Bu kitapta yer alan üç hikaye de 1856’da yazılmış. Tolstoy da bu sırada 28 yaşında. İlk hikaye olan “Tipi,” Tolstoy’un en dikkat çekici hikayelerindendir. karakterlerin olağanüstü bir canlılıkla çizilmiş olması bir yana, sıradan bir doğa olayını öylesine dramatik resmeder ki, okur kendini onun içinde bulur, hatta neredeyse üşüdüğünü hisseder.

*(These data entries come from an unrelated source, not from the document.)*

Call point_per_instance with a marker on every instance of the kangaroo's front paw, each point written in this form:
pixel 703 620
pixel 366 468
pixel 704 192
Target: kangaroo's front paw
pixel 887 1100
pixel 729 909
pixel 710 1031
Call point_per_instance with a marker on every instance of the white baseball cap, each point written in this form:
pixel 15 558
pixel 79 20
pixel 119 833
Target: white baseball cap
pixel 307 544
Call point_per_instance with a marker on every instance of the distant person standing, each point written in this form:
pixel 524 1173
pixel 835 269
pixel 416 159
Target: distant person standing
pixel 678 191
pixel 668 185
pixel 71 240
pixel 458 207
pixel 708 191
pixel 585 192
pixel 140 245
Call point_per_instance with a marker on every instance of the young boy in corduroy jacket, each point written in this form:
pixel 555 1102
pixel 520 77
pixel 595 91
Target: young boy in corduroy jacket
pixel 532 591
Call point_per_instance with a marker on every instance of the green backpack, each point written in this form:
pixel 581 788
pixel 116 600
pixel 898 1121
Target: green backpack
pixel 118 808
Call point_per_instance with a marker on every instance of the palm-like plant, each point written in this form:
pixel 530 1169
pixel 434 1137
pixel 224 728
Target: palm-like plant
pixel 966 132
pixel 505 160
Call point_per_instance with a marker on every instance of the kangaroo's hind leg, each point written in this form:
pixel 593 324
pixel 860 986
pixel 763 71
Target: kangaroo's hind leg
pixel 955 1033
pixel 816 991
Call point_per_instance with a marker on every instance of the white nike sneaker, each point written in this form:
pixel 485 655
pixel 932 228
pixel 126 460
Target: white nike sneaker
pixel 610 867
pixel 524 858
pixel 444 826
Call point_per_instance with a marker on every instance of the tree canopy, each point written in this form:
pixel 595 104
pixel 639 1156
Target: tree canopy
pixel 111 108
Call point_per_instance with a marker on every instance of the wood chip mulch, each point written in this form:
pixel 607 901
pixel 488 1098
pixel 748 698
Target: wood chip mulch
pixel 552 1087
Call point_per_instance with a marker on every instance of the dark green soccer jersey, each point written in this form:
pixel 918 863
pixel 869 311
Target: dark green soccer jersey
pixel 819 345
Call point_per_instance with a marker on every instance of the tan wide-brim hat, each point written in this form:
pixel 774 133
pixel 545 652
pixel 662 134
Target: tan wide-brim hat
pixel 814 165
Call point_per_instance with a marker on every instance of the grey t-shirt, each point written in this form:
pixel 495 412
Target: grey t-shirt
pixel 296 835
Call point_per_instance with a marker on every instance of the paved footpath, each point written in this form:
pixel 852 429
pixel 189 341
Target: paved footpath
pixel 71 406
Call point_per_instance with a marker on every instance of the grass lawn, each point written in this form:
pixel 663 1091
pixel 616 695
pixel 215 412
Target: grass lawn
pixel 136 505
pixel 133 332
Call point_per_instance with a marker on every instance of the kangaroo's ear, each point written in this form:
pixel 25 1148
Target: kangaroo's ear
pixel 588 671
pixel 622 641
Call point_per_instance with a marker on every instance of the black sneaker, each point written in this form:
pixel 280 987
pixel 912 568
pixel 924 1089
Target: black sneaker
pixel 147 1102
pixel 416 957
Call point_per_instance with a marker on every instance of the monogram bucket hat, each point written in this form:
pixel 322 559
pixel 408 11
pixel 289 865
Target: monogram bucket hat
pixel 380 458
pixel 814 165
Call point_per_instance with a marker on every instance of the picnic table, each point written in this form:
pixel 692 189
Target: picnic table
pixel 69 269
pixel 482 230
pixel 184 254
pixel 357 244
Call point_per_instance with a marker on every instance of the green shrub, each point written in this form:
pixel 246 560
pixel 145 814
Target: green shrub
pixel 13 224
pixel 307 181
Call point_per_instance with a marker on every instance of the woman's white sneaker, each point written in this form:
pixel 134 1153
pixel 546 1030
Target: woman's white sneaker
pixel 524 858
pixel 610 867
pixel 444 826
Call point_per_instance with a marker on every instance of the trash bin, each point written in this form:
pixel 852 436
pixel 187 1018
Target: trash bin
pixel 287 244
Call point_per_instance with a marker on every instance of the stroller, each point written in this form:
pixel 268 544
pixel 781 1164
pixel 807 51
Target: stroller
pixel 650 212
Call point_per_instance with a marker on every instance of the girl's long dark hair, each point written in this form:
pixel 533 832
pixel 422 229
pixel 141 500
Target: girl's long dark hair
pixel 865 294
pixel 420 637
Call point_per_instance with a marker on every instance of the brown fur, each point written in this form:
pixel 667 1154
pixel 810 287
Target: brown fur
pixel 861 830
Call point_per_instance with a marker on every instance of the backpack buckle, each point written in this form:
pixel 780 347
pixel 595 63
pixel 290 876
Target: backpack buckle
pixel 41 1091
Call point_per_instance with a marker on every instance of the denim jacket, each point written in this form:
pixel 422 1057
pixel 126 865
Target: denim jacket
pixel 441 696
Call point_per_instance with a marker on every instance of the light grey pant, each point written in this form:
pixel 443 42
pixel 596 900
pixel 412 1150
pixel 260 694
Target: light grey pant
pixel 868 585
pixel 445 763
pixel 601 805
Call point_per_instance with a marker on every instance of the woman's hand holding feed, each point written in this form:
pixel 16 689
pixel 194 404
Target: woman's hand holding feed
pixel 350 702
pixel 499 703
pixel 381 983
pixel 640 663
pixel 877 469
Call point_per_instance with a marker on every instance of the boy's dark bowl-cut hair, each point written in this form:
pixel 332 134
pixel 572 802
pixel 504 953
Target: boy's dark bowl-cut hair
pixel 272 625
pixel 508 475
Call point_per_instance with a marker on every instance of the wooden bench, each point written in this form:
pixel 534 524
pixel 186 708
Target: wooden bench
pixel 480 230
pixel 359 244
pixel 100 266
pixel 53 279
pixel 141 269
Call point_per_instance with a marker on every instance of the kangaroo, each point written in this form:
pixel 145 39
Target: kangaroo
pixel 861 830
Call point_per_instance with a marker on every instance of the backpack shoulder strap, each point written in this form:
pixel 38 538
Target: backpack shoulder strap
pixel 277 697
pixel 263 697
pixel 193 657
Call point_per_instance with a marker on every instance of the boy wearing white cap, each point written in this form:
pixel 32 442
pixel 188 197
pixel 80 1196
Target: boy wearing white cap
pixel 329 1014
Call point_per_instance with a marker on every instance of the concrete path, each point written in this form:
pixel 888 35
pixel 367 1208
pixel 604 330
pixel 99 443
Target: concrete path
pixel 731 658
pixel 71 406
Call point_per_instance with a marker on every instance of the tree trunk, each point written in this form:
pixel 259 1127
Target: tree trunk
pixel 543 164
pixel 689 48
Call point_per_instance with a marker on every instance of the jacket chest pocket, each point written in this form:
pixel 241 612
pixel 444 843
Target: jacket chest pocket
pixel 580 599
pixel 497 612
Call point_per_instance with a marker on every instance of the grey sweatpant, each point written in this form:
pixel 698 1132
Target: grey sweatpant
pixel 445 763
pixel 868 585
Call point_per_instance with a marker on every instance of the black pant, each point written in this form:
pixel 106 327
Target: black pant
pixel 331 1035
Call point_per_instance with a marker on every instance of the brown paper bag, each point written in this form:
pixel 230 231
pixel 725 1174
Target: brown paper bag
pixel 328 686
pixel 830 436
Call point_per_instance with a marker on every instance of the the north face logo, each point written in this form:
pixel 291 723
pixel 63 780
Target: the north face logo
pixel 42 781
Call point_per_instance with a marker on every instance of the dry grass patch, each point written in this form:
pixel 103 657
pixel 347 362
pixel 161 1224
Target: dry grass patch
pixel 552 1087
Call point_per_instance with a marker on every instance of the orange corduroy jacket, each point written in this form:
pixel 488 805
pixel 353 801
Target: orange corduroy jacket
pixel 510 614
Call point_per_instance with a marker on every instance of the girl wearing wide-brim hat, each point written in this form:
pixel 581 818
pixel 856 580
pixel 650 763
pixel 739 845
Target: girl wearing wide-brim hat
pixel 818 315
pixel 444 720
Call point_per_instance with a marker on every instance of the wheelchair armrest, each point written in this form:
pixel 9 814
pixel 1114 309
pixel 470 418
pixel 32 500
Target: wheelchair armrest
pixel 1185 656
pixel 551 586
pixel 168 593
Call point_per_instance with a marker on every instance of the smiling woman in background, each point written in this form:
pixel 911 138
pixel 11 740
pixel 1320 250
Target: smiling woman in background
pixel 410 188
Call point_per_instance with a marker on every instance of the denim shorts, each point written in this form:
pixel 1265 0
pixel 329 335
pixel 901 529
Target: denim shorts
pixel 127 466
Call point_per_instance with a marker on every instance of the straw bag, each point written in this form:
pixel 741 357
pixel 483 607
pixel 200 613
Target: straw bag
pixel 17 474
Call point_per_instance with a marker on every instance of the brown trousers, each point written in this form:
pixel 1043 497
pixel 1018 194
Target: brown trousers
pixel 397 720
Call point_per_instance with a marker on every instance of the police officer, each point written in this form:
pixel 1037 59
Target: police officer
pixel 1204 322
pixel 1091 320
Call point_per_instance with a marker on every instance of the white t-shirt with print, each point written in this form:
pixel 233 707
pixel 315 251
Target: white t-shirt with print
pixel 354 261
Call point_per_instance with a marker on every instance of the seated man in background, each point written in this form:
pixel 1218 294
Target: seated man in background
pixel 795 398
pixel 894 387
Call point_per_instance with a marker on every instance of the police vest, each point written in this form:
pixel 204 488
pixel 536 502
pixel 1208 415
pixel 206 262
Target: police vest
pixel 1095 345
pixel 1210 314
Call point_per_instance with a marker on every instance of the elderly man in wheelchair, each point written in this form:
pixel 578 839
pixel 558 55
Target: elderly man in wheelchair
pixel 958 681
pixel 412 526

İkinci hikaye, “Tenzil-i Rütbe”de Tolstoy’un derin insan sevgisi, hem de son derece itici bir Guskov karakteriyle ortaya serilir. Hikayenin dramatik finaline kadar okur, Guskov’a belli bir sempatiyle yaklaşır, zavallılığına rağmen onun bir alçak olmadığını düşünür. Son hikaye, “Toprak Ağasının Sabahı,” yazarının kişisel deneyimlerini yansıtır. Romanın baş karakterş Nehlyudov, belli ki Tolstoy’un kendisidir: hayatını köylülerine, iyiliğe ve erdeme hasretme düşüncesi ve eylemi Tolstoy’a aittir. HY
İş Bankası Kültür Yayınları'ından okudum bu kitabı. İçeriğinde üç değil, beş hikaye mevcut. Tipi, Luzern, Yemelyan ve Davul, Üç Mesel, Üç Soru isimleriyle konu bakımdan birbirlerinden çok farklı, iletmek istediği mesajlar bakımdan ise benzer ana fikirleri içeriyorlar.
İnsan ilişkileri, çıkarlar doğrultusunda topluma yabancılaşma, sınıflaşma, iyi, kötü ve âhlak üzerine yazarın öz görüşlerini kapsıyor her hikaye.
Akıcı ve kısa olmasıyla özellikle odaklanma sorunu yaşayan okurlara tavsiye ederim.
"Yolumuzu kaybettiğimiz konusunda kuşku duymak hâlâ mümkün olsaydı, yanlıştan dönülmesi için verilen tavsiyeye karşı takındığımız tavır, nasıl umutsuzca yolumuzu kaybettiğimizi ve ne büyük bir çaresizlik içinde olduğumuzu gösteren en büyük kanıt olurdu."
"Düşünce, insanin tüm doğruluğu kucaklayamayacak olması bakımından bir yandan yanlıştır. Insan çabalarının ifadesi olması bakımından da öte yandan doğrudur."
"İnsan keşke katı ve kesin bir şekilde yargılamamayı, düşünmemeyi ögrenebilsedi, keşke kendisine yalnızca ebediyen soru olarak kalması için yönetilmiş sorulara cevap vermeseydi. Her türlü düşüncenin hem yanlış hem de doğru olduğunu anlasaydı keşke."
"İyiliği bir yana, kötülüğü diğer yana ayırmak için asırlardır mücadele ediyor, çakışıyor insanlar. Asırlar geçip gidiyor ve tarafsız akıl, iyilik ve kötülük terazisinin hangi tarafına ne koyarsa koysun, terazinin dengesi şaşmıyor."
"Oysa hayat sizi o denli aldatmış ve ahlaksızlaştırmış ki, sevdiğiniz tek şeyle alay ediyorsunuz ve nefret ettiğiniz, sizi mutsuz eden şeyi arıyorsunuz."